Fakaaat… Bu durum matematikçileri durdurmaya yetmiyor 🙂 “Portakal kabukları ve fresnel integralleri” başlıklı enteresan bir makale yayınlıyorlar. Evet portakal kabukları 🙂 Fikir şu. Yine böyle bir portakal alıp, tıpkı Dünya gibi, yukarıdan aşağıya spiral çizerek keserseniz… Açtığınızda iki önemli sonuçla karşılaşıyorsunuz. Birincisi, bunu ne kadar çok spiral çizerek keserseniz, oluşturduğunuz projeksiyon o kadar düzleşiyor. İkincisi, sonuç bir Euler spirali oluyor 🙂 Yani Dünya’yı alıp yukarıdan aşağıya spiral şeklinde keser ve açarsam, bu şekilde bir harita yaptığımda oldukça düz oluyor. Her ne kadar çok havalı olsa da navigasyon için ne kadar felaket olduğunu söylememe gerek yok sanırım 🙂
Mecburen bu düz haritaları kullanıyoruz, çünkü cebimizden devasa bir küre çıkaramıyoruz. Oysa bunu katlayıp cebime atabiliyorum. Belki navigasyon kolaylığı için geliştirildi. Belki de diğer sömürmek istedikleri ülkelerin daha küçük göründüğünü görünce hoşlarına gitti. Bilemeyiz. İlla düz bir Dünya haritasını kullanmak isterseniz bunun en doğrusu hangisidir? Bu soru devasa bir Dünya haritasını salonumun duvarına yapıştırmadan önce benim de aklıma geldi ve Robinson projeksiyonuna karar verdim. Bu gösterim, ne alan, ne açı ve ne de uzunluk koruyan silindirik bir projeksiyon. Ancak her üç deformasyon da minimum düzeyde. Dünya haritaları arasında deformasyonlar açısından oldukça uygun bir gösterim sağladığından, “doğru görünüşlü” (orthophanic) olarak nitelendiriliyor.
Haritalar, dünyayı anlama çabamızın bir yansıması. Ancak gördüğümüz gibi, hiçbir harita mükemmel değil. Üstelik bu, sadece coğrafya için değil, hayatımızın her alanı için geçerli.

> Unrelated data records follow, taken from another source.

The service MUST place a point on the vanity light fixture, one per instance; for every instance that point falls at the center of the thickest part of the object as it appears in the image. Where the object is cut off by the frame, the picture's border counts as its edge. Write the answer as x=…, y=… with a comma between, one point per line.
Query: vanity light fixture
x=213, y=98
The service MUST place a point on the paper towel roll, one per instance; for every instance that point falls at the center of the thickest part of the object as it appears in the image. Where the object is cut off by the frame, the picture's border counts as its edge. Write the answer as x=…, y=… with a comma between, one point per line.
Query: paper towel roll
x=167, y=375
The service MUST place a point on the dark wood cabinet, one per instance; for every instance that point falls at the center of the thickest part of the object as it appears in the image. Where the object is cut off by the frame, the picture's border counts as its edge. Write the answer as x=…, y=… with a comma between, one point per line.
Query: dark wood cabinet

Perspektiflerimiz sınırlı olabilir, ama merak etmeye ve sorgulamaya devam ettikçe, gerçeğe daha çok yaklaşırız. Unutmayın, dünyayı nasıl gördüğümüz, onu nasıl şekillendireceğimizi de belirler. O yüzden haritalarınızı çeşitlendirin, bakış açınızı genişletin ve dünyayı yeniden yeniden keşfetmeye devam edin!